Ausdrucksstark gestikuliert Karola Obermüller beim Erzählen mit ihren Musiker-Händen. Keine langen Nägel und kein Schmuck, das würde beim Cello- oder Klavierspielen nur stören. Die dunkelblonden, glatten Haare hat sie zu einem Zopf zusammengebunden. Die grünen Augen, über denen sich kräftige schwarze Augenbrauen wölben, blicken wach aus dem rundlichen Gesicht. Eine einnehmende Ruhe geht von Karola Obermüller aus. Die 30-jährige Komponistin hat viel Selbstvertrauen und weiß, wie sie ihre Ideen verwirklicht. Auch die musikalischen:

"Wenn ich mich bewege, dann entstehen viele Teile meiner Kompositionen, wenn ich irgendwie im Wald spazieren gehe oder laufe, oder irgendwas mache, was Bewegung und Rhythmus beinhaltet."

In ihrer Kindheit musiziert sie mit ihren vier älteren Schwestern, die ebenfalls Instrumente erlernen, stundenlang im elterlichen Wohnzimmer. So entstehen auf einer alten Geige und einer verstimmten Kindergitarre die ersten Improvisationen. Die Fantasie hat sie vom Vater. Der Fernmelde-Ingenieur liebt den Jazz und improvisiert in seiner Freizeit leidenschaftlich gerne auf dem Klavier. Mit zwölf Jahren nimmt Karola Obermüller erstmals Kompositionsunterricht, an der Akademie für Tonkunst in Darmstadt.

"Und da haben wir dann als erstes Projekt eine Oper geschrieben. 50 Kinder! 'Spiegel das Kätzchen' hieß die und ich hab daraus zwei Stellen komponiert. Die eine ging: 'Wenn so etwas nicht Liebe ist, dann die Maus die Katze frisst.'"

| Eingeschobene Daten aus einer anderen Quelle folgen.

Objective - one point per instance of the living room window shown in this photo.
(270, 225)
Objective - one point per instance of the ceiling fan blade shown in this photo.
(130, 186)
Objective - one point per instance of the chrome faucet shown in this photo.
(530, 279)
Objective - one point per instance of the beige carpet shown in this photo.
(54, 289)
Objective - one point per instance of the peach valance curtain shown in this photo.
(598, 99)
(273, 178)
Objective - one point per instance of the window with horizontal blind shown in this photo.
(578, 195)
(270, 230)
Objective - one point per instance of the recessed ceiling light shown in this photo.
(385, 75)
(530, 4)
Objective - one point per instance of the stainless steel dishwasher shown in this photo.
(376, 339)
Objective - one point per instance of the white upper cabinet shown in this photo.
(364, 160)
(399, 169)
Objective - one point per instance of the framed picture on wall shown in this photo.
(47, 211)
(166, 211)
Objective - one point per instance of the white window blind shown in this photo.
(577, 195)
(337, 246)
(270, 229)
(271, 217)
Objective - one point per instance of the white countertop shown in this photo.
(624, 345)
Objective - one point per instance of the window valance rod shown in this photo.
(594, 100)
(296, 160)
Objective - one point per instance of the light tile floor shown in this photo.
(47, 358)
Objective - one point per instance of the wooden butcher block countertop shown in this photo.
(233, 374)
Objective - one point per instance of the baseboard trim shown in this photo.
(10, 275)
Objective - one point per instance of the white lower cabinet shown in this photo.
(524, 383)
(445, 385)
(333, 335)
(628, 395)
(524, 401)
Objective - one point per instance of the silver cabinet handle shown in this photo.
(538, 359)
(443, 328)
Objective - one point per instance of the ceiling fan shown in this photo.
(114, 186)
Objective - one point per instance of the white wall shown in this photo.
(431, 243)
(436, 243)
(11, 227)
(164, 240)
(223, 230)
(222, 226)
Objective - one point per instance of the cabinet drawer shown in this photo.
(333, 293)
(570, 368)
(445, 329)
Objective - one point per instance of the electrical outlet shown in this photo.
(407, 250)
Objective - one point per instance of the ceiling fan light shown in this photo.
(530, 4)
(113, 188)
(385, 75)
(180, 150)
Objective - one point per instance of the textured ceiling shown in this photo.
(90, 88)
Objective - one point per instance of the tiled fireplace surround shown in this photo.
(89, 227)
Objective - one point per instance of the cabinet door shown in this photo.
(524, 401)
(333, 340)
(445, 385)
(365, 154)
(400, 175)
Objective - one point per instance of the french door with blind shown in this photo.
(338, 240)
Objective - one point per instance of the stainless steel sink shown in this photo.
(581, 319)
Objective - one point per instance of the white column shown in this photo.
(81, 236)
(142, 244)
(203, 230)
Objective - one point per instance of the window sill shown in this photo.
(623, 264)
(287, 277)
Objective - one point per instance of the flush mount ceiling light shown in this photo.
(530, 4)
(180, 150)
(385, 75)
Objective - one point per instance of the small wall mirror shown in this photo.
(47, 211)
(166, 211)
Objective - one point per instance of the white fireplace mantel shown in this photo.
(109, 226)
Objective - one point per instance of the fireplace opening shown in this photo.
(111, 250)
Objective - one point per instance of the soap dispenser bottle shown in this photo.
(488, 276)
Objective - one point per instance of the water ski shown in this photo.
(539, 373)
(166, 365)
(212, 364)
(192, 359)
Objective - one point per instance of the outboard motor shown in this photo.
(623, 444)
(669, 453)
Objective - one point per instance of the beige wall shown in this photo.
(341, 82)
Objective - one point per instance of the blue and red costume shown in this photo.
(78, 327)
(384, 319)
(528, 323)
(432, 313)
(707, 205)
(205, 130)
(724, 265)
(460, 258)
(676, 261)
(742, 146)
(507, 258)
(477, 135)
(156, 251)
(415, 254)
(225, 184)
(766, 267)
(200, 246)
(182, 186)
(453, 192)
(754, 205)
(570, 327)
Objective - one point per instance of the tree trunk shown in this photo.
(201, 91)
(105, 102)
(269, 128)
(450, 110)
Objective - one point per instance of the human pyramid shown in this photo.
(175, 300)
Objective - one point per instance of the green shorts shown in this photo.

Mit 15 Jahren wird erstmals ein Werk von ihr in der Akademie aufgeführt. Es sind Lieder für Ensemble und Mezzosopran. Mit 17 beschließt Karola Obermüller, Komponistin zu werden. Später studiert sie das Fach an verschiedenen Universitäten in Deutschland und Österreich. 2003 erhält sie sogar ein Stipendium für die renommierte Harvard-Universität in Boston.

"Vor allem finanziell war das so viel einfacher, weil ich mir in Salzburg Geld so ein bisschen zusammen verdienen musste, mit Klavierunterricht geben und einen Männerchor in Etzelsdorf bei Nürnberg leiten und so weiter."

Harvard ist eine sehr produktive Zeit für die vielseitige Komponistin. Dort entstehen Orchesterwerke, kammermusikalische Stücke in ausgefallenen Besetzungen und Sprachkompositionen. An der Universität lernt sie auch den Amerikaner Peter kennen, der ebenfalls Komposition studiert.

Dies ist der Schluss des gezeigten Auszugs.